PRISM

Propagation & Retrieval via Informed Semantic Mapping

Epistemic Graph RAG with Spreading Activation

PRISM is a retrieval library that layers a typed epistemic knowledge graph over your existing vector store, then uses spreading activation to surface knowledge structured by how it relates — not just how similar it is.

The Problem

Standard RAG returns a flat ranked list. Every chunk is treated the same — a similarity score and nothing else.
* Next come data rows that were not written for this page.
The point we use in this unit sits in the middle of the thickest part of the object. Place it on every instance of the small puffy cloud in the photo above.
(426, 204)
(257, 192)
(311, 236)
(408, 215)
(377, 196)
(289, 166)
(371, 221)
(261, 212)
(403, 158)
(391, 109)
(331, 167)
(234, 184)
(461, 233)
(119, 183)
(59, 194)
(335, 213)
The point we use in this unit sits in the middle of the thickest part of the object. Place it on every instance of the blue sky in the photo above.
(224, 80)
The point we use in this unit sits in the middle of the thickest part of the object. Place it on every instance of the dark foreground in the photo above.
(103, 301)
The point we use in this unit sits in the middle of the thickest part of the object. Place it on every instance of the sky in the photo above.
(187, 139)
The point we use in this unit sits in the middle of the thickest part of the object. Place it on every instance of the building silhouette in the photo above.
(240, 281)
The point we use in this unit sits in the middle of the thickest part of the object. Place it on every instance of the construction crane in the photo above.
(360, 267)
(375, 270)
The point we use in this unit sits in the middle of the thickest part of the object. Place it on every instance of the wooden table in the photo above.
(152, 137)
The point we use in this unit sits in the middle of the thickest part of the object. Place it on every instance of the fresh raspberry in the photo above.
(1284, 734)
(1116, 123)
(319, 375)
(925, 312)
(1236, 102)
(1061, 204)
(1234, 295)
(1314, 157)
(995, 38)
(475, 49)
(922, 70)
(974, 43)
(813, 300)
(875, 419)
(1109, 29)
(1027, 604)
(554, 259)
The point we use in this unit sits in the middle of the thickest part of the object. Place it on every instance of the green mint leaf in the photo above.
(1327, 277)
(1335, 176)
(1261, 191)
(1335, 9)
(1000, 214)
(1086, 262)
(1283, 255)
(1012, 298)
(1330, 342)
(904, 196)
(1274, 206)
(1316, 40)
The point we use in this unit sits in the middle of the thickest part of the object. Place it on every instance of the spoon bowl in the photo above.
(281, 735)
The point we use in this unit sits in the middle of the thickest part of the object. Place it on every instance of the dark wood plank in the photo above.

query → embed → similarity → [chunk, chunk, chunk, ...]   ← no structure

This loses the relational fabric of your knowledge. Chunk B may refute Chunk A. Chunk C may specialize a principle in Chunk D. An older document may have been superseded by a newer one. Standard RAG can't express any of this — and neither can the LLM reasoning over it.

PRISM's Approach

PRISM builds a graph where edges carry epistemic type:

Doc A  ──[supports]──▶  Doc B
Doc C  ──[refutes]───▶  Doc D
Doc E  ──[supersedes]▶  Doc F

Retrieval then uses spreading activation: a query fires seed nodes via vector search, activation propagates through typed edges, and nodes reached by multiple independent paths (convergence) rank highest.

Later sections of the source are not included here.